The solicitor representing a man and a woman battling for the right to choose to enter a civil partnership has hailed what she describes as a 'significant step' in the journey for equal rights.

The Supreme Court has granted Rebecca Steinfeld and Charles Keidan permission to take their case to the highest UK court.

The couple's solicitor, Louise Whitfield, a partner at London and Bristol firm Deighton Pierce Glynn, said today: 'This is a very significant achievement for my clients as the Supreme Court only gives permission for a very small number of cases each year - those that are the most important for the court to consider.

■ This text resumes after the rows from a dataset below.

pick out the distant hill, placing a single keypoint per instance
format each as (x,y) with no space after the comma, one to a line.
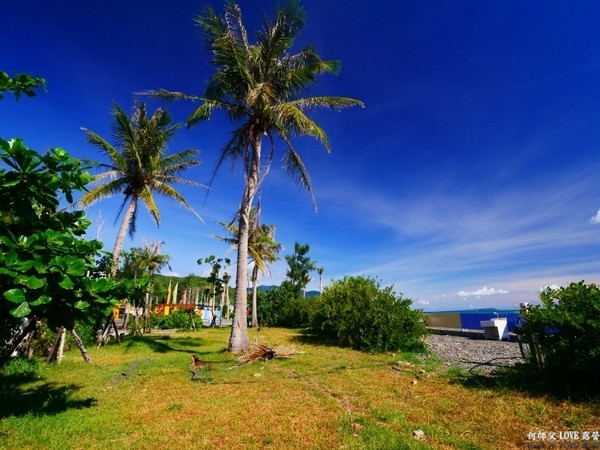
(267,288)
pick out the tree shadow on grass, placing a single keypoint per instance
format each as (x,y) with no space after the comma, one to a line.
(311,338)
(22,395)
(164,343)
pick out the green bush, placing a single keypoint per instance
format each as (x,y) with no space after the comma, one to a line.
(178,319)
(21,366)
(295,313)
(359,313)
(283,307)
(567,327)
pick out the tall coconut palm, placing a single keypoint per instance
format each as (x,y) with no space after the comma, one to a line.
(262,250)
(320,271)
(260,87)
(138,167)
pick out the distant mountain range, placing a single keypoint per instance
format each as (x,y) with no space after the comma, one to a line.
(271,287)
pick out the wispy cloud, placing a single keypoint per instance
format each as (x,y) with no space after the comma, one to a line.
(483,292)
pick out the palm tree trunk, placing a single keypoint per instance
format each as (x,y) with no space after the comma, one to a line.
(121,235)
(239,341)
(254,296)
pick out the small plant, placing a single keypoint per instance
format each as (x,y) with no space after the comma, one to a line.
(358,312)
(180,319)
(21,366)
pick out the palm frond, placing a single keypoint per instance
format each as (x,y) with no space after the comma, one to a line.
(168,96)
(295,167)
(297,123)
(170,192)
(106,148)
(335,103)
(101,192)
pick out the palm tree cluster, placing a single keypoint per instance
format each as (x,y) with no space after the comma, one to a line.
(262,248)
(139,168)
(261,87)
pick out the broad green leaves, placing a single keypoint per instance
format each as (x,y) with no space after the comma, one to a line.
(44,263)
(21,83)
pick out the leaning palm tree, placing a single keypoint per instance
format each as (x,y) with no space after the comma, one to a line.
(139,168)
(260,87)
(262,250)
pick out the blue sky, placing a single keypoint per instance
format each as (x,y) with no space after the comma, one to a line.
(469,180)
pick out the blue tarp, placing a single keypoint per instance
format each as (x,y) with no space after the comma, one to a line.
(472,321)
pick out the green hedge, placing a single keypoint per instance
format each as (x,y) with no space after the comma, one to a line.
(359,313)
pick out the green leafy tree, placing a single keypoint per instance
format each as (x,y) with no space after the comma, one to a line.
(19,84)
(139,168)
(216,281)
(260,87)
(300,267)
(143,263)
(566,326)
(359,313)
(44,260)
(262,249)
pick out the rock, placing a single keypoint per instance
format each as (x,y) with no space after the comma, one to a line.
(470,353)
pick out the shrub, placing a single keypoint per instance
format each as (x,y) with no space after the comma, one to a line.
(295,313)
(23,367)
(178,319)
(567,328)
(358,312)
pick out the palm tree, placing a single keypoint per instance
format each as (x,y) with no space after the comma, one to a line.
(138,167)
(320,271)
(144,262)
(260,87)
(262,249)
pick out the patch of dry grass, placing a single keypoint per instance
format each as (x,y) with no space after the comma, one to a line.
(140,395)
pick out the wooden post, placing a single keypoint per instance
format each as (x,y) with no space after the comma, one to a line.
(61,344)
(81,347)
(52,354)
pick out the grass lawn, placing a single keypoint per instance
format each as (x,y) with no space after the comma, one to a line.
(140,395)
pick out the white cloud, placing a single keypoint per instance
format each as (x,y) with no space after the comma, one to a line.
(552,286)
(483,291)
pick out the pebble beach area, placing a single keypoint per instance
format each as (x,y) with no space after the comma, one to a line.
(474,353)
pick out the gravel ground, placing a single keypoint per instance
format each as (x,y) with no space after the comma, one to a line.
(472,353)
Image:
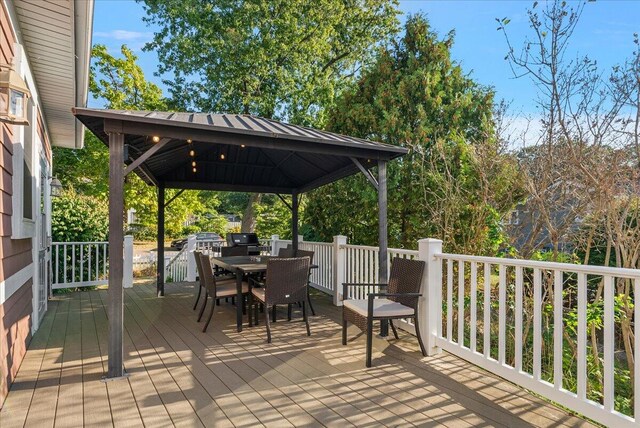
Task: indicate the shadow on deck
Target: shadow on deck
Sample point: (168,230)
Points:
(181,376)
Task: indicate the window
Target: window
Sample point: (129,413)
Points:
(27,172)
(25,151)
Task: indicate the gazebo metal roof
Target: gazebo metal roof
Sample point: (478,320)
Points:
(233,153)
(236,152)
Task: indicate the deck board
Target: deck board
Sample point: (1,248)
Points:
(180,376)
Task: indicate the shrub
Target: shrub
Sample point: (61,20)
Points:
(79,218)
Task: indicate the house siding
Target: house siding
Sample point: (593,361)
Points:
(15,254)
(15,335)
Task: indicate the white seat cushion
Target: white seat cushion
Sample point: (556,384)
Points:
(259,293)
(381,308)
(227,289)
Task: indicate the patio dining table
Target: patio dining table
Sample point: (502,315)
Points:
(241,266)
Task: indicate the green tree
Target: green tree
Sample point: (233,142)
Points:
(282,59)
(454,184)
(120,83)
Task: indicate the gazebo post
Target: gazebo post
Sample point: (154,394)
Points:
(382,232)
(294,221)
(160,243)
(115,293)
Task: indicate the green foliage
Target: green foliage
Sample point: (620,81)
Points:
(454,184)
(273,218)
(278,59)
(78,218)
(120,83)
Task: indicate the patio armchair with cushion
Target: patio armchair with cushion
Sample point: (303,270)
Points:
(399,301)
(285,283)
(217,288)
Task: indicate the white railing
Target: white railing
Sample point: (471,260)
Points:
(86,264)
(321,277)
(508,316)
(176,269)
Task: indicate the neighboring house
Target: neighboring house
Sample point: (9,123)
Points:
(48,45)
(529,233)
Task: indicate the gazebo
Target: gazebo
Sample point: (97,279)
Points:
(224,152)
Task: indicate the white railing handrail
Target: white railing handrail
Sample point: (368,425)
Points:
(176,257)
(77,264)
(79,242)
(533,264)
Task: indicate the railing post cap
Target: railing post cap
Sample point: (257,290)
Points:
(430,241)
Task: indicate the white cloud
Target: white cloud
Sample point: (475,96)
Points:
(124,35)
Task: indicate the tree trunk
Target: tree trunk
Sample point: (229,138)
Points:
(249,218)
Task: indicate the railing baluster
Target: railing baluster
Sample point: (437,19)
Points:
(537,323)
(502,312)
(582,336)
(461,303)
(73,263)
(64,271)
(90,248)
(609,340)
(557,328)
(81,262)
(97,272)
(449,300)
(105,260)
(486,311)
(473,294)
(518,326)
(636,349)
(57,246)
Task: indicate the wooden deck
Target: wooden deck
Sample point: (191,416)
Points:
(180,376)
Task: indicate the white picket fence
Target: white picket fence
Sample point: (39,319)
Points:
(485,302)
(469,286)
(86,264)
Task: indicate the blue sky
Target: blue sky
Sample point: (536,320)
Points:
(605,33)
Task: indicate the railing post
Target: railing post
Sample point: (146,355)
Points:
(339,265)
(127,267)
(191,260)
(430,304)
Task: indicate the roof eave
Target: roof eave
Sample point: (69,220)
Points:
(83,26)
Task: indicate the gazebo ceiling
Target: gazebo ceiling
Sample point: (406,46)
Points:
(234,152)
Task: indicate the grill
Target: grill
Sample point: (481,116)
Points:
(245,240)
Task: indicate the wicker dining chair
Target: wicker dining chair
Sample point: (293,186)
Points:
(286,283)
(288,253)
(217,288)
(399,301)
(196,255)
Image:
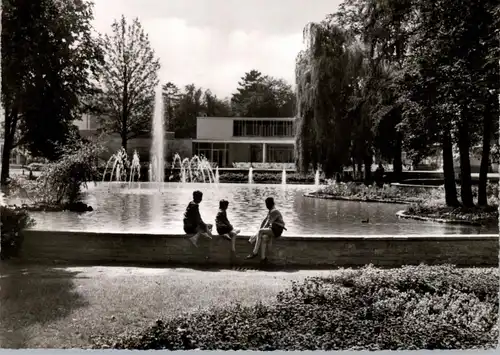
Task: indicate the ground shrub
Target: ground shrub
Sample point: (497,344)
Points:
(61,181)
(417,307)
(423,196)
(387,192)
(266,178)
(12,224)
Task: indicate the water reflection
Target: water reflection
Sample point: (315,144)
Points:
(145,209)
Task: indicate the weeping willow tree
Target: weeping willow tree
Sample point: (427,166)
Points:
(329,77)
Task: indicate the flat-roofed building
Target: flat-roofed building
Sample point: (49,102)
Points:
(227,141)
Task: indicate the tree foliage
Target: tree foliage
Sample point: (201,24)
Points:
(183,107)
(128,76)
(61,181)
(429,76)
(47,55)
(263,96)
(329,88)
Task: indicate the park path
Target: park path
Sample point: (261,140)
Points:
(64,307)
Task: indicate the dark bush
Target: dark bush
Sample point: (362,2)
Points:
(13,223)
(267,178)
(422,307)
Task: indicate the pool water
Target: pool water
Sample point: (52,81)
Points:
(146,208)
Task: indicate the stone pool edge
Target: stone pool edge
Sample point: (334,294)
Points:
(288,252)
(342,198)
(404,215)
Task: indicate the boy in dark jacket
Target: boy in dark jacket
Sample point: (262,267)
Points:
(193,224)
(224,227)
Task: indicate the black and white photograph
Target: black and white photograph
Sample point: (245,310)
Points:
(249,175)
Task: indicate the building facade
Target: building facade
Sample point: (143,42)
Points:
(227,141)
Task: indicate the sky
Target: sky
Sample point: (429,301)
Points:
(212,43)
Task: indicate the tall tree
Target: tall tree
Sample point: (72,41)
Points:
(189,108)
(328,76)
(47,54)
(452,49)
(215,107)
(171,97)
(488,70)
(263,96)
(385,27)
(128,77)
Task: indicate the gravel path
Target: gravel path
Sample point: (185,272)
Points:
(64,307)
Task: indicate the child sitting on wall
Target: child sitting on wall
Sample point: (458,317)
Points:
(193,224)
(224,227)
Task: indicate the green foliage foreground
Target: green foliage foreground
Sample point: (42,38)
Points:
(12,224)
(417,307)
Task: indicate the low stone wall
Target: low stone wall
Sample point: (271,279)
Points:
(288,251)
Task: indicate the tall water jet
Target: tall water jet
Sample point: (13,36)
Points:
(283,176)
(217,174)
(250,175)
(135,168)
(197,169)
(158,144)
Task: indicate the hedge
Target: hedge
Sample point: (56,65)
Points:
(414,307)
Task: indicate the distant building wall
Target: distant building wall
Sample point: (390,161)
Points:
(183,147)
(214,128)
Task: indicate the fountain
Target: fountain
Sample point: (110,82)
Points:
(196,169)
(120,163)
(250,175)
(135,168)
(283,176)
(157,164)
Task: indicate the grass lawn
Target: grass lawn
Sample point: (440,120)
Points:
(65,308)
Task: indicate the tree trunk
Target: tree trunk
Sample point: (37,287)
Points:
(10,131)
(124,141)
(368,170)
(482,198)
(450,186)
(360,170)
(465,171)
(397,162)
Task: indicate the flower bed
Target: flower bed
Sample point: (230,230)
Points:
(425,203)
(475,216)
(266,178)
(361,192)
(424,307)
(12,224)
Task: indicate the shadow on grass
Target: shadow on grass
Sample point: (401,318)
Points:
(33,295)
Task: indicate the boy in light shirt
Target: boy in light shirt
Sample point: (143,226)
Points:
(271,227)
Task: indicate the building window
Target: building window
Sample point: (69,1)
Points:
(261,128)
(216,153)
(280,153)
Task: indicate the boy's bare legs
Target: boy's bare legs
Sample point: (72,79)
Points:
(232,235)
(201,232)
(263,236)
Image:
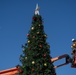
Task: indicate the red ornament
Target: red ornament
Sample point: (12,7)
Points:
(40,46)
(21,71)
(44,55)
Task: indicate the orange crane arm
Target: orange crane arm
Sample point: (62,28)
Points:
(11,71)
(58,58)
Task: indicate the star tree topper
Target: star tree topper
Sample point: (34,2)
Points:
(37,10)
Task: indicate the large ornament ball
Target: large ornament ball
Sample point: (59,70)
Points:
(28,41)
(26,58)
(45,35)
(34,18)
(44,55)
(28,34)
(39,25)
(32,28)
(71,46)
(45,64)
(33,62)
(33,69)
(21,71)
(40,46)
(33,37)
(74,45)
(38,32)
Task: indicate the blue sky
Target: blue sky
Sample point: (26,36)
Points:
(59,24)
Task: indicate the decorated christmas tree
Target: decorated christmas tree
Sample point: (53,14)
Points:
(36,59)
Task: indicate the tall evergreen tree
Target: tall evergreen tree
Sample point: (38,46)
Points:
(36,59)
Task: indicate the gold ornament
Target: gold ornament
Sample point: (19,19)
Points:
(32,28)
(28,41)
(33,62)
(45,64)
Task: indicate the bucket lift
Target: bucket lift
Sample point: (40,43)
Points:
(68,59)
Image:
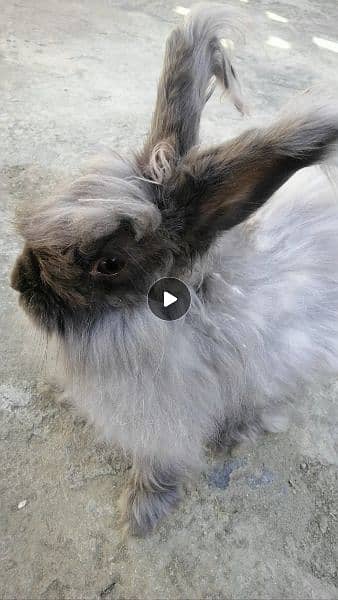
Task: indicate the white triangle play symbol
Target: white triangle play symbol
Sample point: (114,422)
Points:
(168,299)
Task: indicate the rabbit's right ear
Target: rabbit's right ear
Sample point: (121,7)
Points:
(194,56)
(219,187)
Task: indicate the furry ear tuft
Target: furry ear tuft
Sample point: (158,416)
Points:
(161,162)
(194,56)
(219,187)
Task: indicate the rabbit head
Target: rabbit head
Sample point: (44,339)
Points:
(100,245)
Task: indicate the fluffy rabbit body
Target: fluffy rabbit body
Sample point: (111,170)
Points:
(263,320)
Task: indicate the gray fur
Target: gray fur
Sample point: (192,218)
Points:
(263,321)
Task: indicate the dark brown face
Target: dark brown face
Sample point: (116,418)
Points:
(62,288)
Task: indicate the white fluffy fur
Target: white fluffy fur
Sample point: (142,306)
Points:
(266,325)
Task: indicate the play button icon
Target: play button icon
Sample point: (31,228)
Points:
(169,299)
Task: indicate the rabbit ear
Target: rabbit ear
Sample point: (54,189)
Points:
(220,187)
(194,55)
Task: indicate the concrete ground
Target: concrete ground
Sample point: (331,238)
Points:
(261,523)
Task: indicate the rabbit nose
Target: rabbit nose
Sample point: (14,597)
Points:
(25,272)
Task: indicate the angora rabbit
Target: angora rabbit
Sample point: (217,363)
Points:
(263,319)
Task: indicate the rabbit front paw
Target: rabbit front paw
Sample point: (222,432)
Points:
(145,502)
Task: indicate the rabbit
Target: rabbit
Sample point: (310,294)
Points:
(249,225)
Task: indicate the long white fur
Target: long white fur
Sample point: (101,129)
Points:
(266,327)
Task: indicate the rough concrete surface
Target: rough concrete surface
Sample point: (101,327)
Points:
(261,523)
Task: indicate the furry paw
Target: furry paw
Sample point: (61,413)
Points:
(142,509)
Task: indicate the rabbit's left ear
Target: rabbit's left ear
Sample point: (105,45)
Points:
(219,187)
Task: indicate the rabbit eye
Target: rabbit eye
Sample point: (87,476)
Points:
(109,266)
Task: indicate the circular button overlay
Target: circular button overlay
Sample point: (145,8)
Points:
(169,299)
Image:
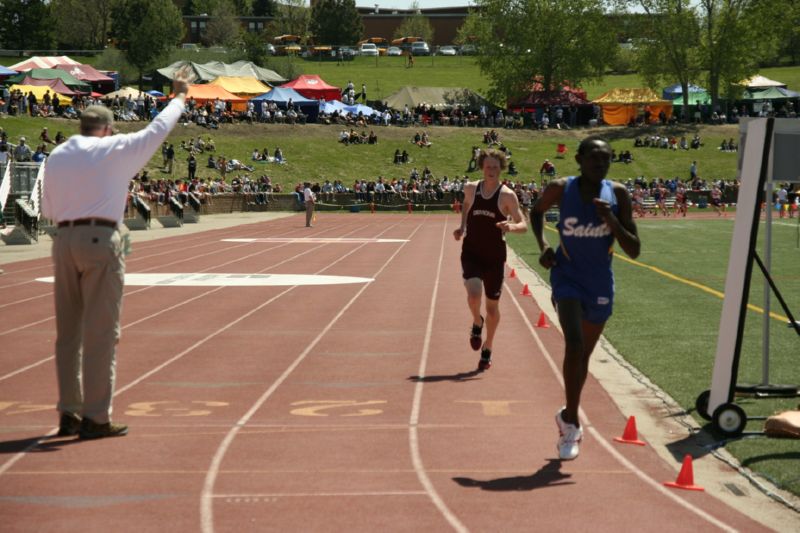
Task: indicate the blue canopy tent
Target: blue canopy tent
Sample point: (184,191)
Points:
(282,95)
(359,108)
(330,106)
(674,92)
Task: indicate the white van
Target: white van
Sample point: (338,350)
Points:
(368,49)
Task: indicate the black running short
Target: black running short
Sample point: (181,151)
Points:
(489,270)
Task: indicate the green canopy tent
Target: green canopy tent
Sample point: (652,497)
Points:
(52,74)
(695,98)
(769,93)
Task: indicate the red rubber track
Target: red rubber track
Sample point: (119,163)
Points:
(319,408)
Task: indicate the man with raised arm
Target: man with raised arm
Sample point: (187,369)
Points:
(85,192)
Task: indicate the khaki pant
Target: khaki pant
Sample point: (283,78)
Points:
(89,277)
(309,212)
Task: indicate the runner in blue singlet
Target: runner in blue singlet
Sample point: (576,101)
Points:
(594,212)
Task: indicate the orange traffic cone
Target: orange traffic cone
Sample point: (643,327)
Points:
(630,435)
(685,477)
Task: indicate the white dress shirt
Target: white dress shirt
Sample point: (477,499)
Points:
(88,176)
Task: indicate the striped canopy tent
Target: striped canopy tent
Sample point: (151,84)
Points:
(38,91)
(757,82)
(52,74)
(42,62)
(124,93)
(205,92)
(243,86)
(56,86)
(621,105)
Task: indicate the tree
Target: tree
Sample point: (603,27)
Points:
(264,8)
(417,25)
(733,41)
(293,18)
(336,22)
(87,25)
(563,41)
(146,31)
(223,26)
(668,48)
(26,24)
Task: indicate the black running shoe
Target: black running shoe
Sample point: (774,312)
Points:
(475,336)
(486,360)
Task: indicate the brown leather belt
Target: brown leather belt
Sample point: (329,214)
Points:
(87,222)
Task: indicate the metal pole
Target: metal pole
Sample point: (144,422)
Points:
(767,291)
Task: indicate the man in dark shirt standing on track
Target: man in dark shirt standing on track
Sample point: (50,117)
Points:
(484,221)
(85,190)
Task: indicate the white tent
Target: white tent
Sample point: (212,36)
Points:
(756,82)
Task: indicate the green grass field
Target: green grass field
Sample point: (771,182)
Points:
(668,329)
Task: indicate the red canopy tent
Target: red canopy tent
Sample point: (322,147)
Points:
(204,92)
(314,87)
(56,85)
(565,96)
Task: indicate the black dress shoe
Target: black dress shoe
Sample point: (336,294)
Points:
(92,430)
(68,425)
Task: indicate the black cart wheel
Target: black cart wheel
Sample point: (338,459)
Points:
(729,419)
(701,404)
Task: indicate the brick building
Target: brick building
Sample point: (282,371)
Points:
(377,23)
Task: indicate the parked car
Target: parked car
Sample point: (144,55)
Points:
(368,49)
(346,52)
(420,48)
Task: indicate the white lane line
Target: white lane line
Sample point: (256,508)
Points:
(174,306)
(316,240)
(322,494)
(605,443)
(206,500)
(18,456)
(413,423)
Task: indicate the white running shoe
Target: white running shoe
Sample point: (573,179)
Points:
(570,437)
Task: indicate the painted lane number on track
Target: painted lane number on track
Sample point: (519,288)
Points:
(352,407)
(173,408)
(23,408)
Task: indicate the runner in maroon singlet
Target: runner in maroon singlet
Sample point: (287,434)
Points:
(484,221)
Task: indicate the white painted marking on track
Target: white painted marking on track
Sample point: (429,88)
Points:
(413,423)
(607,445)
(206,495)
(319,240)
(211,279)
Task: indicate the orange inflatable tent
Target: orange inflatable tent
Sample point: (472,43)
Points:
(621,105)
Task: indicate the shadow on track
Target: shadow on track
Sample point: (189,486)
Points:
(547,476)
(461,376)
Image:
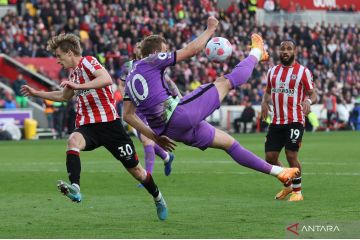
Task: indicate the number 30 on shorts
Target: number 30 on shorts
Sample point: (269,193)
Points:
(126,150)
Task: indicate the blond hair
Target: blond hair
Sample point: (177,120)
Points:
(151,44)
(66,42)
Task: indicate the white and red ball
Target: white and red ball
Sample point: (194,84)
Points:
(218,49)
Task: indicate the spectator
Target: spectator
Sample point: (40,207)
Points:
(9,101)
(246,117)
(330,106)
(109,31)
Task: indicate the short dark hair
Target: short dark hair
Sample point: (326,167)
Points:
(66,42)
(151,44)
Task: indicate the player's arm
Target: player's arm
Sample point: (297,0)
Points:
(172,86)
(122,87)
(310,91)
(102,79)
(265,103)
(312,98)
(132,119)
(57,96)
(198,44)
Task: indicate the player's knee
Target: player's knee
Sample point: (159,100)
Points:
(73,142)
(148,142)
(271,158)
(138,173)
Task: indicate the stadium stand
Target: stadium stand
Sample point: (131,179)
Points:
(109,30)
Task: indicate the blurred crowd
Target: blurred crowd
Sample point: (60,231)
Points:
(109,30)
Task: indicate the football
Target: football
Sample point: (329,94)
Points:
(218,49)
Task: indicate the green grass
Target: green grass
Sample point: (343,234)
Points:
(208,194)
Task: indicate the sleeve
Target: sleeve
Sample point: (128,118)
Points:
(163,59)
(125,69)
(268,80)
(91,64)
(307,80)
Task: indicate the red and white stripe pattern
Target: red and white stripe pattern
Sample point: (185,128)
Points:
(93,105)
(288,86)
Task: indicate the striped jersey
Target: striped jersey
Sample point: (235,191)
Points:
(93,105)
(288,87)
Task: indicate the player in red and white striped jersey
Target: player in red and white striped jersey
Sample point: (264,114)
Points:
(291,90)
(97,123)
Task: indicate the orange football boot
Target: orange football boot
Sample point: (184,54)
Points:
(283,193)
(296,196)
(287,175)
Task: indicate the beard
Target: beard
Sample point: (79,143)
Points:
(287,62)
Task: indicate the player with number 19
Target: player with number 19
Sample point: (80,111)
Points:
(291,90)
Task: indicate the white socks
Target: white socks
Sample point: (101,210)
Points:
(276,170)
(256,53)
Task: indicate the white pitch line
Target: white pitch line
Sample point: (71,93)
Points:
(191,172)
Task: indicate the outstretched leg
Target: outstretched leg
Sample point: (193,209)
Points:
(150,149)
(147,181)
(242,72)
(244,157)
(76,142)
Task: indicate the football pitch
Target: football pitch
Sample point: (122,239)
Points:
(208,194)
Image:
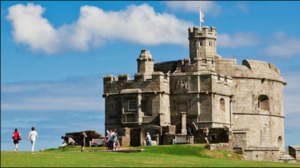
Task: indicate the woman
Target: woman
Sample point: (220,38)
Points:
(16,138)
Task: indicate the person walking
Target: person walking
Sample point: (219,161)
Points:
(206,131)
(148,139)
(83,141)
(32,136)
(16,138)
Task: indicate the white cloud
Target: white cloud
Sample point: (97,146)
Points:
(291,100)
(284,46)
(208,7)
(137,24)
(243,6)
(239,39)
(32,29)
(80,95)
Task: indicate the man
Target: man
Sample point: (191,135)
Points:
(83,141)
(148,139)
(32,136)
(206,131)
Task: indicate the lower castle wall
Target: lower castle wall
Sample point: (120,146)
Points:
(261,155)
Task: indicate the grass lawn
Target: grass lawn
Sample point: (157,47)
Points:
(153,156)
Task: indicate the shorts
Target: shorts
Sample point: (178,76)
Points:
(16,141)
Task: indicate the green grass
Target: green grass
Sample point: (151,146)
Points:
(153,156)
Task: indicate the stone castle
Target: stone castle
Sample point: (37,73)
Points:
(241,104)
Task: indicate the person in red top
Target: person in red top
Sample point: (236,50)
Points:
(16,137)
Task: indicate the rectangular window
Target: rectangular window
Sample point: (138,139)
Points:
(132,104)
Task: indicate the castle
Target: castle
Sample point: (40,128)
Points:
(241,104)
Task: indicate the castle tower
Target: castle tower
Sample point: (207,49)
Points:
(145,63)
(202,44)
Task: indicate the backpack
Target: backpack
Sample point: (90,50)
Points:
(16,136)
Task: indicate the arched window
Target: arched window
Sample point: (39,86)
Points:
(222,104)
(263,102)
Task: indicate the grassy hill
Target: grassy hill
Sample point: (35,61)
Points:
(153,156)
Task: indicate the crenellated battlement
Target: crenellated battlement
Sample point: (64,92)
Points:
(207,32)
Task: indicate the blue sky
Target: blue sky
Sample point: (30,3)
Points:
(54,55)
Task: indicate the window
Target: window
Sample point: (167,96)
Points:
(132,104)
(263,102)
(222,104)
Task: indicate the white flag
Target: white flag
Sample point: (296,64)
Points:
(201,16)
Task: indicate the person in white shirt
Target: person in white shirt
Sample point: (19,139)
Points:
(32,136)
(148,139)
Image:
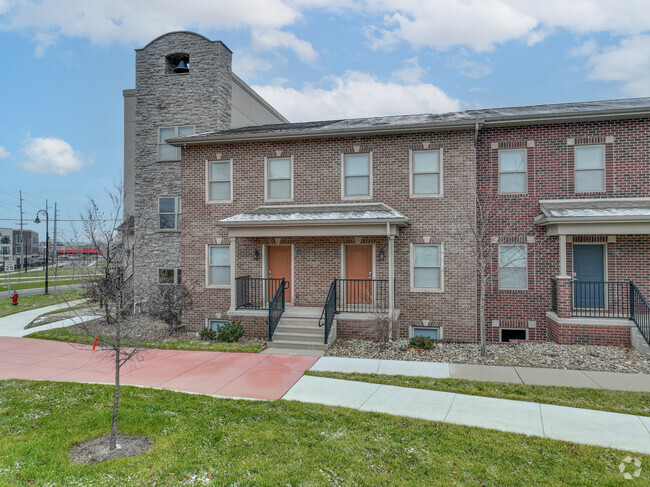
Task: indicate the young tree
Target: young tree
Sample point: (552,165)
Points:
(118,333)
(485,223)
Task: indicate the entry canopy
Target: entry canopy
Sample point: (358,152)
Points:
(316,220)
(602,216)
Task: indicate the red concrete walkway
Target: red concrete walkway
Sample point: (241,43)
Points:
(249,375)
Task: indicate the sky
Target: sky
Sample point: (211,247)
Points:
(66,63)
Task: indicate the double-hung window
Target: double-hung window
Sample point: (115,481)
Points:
(512,171)
(425,173)
(220,181)
(357,176)
(218,265)
(426,267)
(167,152)
(278,178)
(513,267)
(169,212)
(169,276)
(589,168)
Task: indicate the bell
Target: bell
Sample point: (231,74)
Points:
(182,67)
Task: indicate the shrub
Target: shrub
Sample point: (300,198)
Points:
(207,334)
(230,332)
(425,343)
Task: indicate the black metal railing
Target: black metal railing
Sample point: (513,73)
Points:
(329,311)
(362,295)
(255,292)
(276,308)
(640,312)
(600,299)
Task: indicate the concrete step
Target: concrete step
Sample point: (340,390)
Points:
(293,337)
(295,344)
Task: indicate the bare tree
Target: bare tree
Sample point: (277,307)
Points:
(118,333)
(484,224)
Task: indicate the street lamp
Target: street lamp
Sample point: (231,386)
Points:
(47,243)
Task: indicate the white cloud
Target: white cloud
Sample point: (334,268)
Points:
(270,39)
(627,63)
(356,95)
(50,155)
(412,72)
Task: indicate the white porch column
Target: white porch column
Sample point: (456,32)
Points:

'It is another significant step in the journey to achieve equal civil partnerships for all, and the court's decision to grant permission recognises the great public importance of this issue.'

The Court of Appeal, in February, dismissed Steinfeld and Keidan's appeal over an earlier High Court decision refusing them judicial review of the education secretary’s decision not to, at this stage, propose any change to the bar on opposite-sex couples entering into a civil partnership.

The Civil Partnership Act 2004 (Amendment) Bill 2015, allowing opposite-sex couples to enter a civil partnership, had a second reading in January, but the debate was adjourned until May. The bill has subsequently fallen, parliament's website states that 'no further action will be taken', after the prime minister's decision to call a general election in June.

A blog posted on Deighton Pierce Glynn's website in February stated that an appeal to the Supreme Court would cost at least £20,000. Steinfeld and Keidan have yet to reach their required target but Whifield told the Gazette they have received 'a lot of support so far and are reasonably optimistic'.

Responding to today's news, Graeme Fraser, a partner in the family department at London firm Hunters, said the Supreme Court may well decide as a matter of equality that heterosexual couples should have the right to register formal civil partnerships.

However, Fraser said the case should not detract from the 'more pressing issue': providing protection and support through legislative reform to cohabitants left financially vulnerable when a relationship breaks down, particularly those left financially disadvantaged by the relationship to care for children.